A loss against any of them just allows for another Ramirez match (and nice purse) against another of the Big 6, as a known measuring stick for how the others in the Big 6 might fare against one another. A loss against any of the above does little to hurt his brand as they are champions and he’s a guy moving up. It could be a cottage industry for both the PBC and Top Rank.

 

Would the PBC allow a ESPN fighter to face their primo stable of welters? If Ramirez were a monster-risk--hell no. But he’s not. He’s the perfect opponent. Packs the house, brings a big set of nutz to the ring and has a chin on which the champs can pound on like the keys to a cash register.

 

Arum has most likely already led him to the apex of what Ramirez can accomplish, so the cash-out... and a lucrative one at that makes sense. Of course, Bob would probably feed Ramirez to Crawford first. It’s his nature and we can’t blame him. But after that, all bets are off and I wouldn’t be surprised if all of a sudden Uncle Al Haymon makes an exception and welcomes some Ramirez Top Rank -co-promotions versus his glittering stable of welter studs.

 

The Way I See It:

 

Tank Davis was fed a featherweight. So, yeah, he tank-rolled him. The FatBoy barely made weight. The lightweights will smash him. He’s just too short and I believe the Hennessey and low-rent bars he and Adrien Broner frequent have robbed them both of some of their reflexes. Can’t last in the game if reflexes slow. It’s obvious on Broner, and it will become obvious very quickly with Tank. Plus, the boy loves to eat.
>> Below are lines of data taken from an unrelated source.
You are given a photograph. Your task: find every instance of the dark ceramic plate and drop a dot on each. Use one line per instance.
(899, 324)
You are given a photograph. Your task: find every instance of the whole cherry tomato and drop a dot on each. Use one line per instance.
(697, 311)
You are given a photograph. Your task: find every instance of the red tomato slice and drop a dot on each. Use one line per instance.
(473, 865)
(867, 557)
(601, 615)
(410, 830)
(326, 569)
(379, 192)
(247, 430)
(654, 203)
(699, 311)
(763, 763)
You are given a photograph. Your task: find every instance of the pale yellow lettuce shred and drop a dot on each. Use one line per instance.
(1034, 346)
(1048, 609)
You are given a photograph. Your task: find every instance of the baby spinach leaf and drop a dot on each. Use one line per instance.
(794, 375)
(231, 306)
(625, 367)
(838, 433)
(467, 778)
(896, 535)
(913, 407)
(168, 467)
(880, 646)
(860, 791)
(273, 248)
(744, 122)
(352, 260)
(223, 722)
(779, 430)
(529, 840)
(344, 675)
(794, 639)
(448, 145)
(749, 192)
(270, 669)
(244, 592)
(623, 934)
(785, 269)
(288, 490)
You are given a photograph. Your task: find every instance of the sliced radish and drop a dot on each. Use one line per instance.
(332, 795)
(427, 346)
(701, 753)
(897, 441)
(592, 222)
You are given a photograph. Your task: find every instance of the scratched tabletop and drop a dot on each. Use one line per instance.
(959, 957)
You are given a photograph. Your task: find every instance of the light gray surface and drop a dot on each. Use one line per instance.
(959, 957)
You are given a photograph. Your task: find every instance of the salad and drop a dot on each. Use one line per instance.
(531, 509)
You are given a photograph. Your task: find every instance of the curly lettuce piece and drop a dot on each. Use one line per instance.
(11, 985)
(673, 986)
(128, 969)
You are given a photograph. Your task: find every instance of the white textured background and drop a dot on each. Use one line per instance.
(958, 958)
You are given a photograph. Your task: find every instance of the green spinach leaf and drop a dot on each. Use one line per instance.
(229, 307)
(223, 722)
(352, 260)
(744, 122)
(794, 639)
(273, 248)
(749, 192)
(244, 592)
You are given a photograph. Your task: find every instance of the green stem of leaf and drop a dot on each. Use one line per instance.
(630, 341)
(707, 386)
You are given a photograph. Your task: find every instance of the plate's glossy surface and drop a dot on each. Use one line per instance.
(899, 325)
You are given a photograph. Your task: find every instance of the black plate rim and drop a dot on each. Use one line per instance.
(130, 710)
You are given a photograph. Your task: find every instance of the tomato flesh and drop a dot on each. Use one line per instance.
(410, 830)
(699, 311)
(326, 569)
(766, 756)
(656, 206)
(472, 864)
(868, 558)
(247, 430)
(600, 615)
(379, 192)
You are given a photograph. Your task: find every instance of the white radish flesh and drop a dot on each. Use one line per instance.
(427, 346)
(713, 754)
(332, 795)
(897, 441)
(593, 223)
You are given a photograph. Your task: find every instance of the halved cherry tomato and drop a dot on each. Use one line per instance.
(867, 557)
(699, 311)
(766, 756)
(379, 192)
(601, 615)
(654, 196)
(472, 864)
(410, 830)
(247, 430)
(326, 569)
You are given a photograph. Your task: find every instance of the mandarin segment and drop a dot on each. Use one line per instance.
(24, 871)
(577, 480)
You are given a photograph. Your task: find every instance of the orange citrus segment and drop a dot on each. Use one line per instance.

He greezin’ for a reason: zero discipline.

 

Abner Mares and his twice-detached retina needs to retire. He won’t, and that’s a shame. So he’ll either end up with a cock-eyed look on his face or go the Israel Vasquez route. I love Vasquez. He gave us everything. Hate to see the results the Marquez fights left him with.

 

Timothy Bradley agreed with my opinion on Ramirez/Zepeda. Gotta give Tim props as he works for ESPN which is in bed n cozy with Top Rank. I know Arum is not pleased with Tim’s honesty and I can see him being phased out sooner rather than later. If Max Kellerman smells an opening, he’ll jump right in and shill for Top Rank just like he did for HBO. Kellerman is the best houseman/yesman in the history of the business. Jim Lampley was a close second. No remorse from either of them. Classic n crazy; but true.

 

Deontay Wilder knows Anthony Joshua hits much harder than Tyson Fury, and Fury whupped Wilder’s azz. So he’s taking the trilogy route he’s been blessed with by the phony decision win he blatantly was awarded at Staples Center in their first fight. Wilder got a hail Mary to land in the 12th and will live off that for decades.

 

This way he gets two monster paydays from Fury after a mini-monster payday for the first bout, and he’ll get a major monster payday when he gets served up to Joshua. So any way it goes, God bless Wilder and enjoy those purses and thanks for going for broke every fight night on those skinny legs. LOL.